Using this tactic, the researchers showed that there are large amounts of privately identifiable information (PII) in OpenAI’s large language models. They also showed that, on a public version of ChatGPT, the chatbot spit out large passages of text scraped verbatim from other places on the internet.
“In total, 16.9 percent of generations we tested contained memorized PII,” they wrote, which included “identifying phone and fax numbers, email and physical addresses … social media handles, URLs, and names and birthdays.”

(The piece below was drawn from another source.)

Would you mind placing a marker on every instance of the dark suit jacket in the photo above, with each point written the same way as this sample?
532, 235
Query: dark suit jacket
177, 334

I watched a video from a guy who used machine learning to play Pokemon and he did a great analysis of the process. The most interesting part to me was how small changes to the reward system could produce such bizarre and unexpected behavior. He gave out rewards for exploring new areas by taking screenshots after every input and then comparing them against every previous one. Suddenly it became very fixated on a specific area of the game and he couldn’t figure out why. Turns out there was both flowers and water animating in that area so it triggered a lot of rewards without actually exploring. The AI literally got distracted looking at the beautiful landscape!
Anyway, that example helped me understand the challenges of this sort of software design. Super fascinating stuff.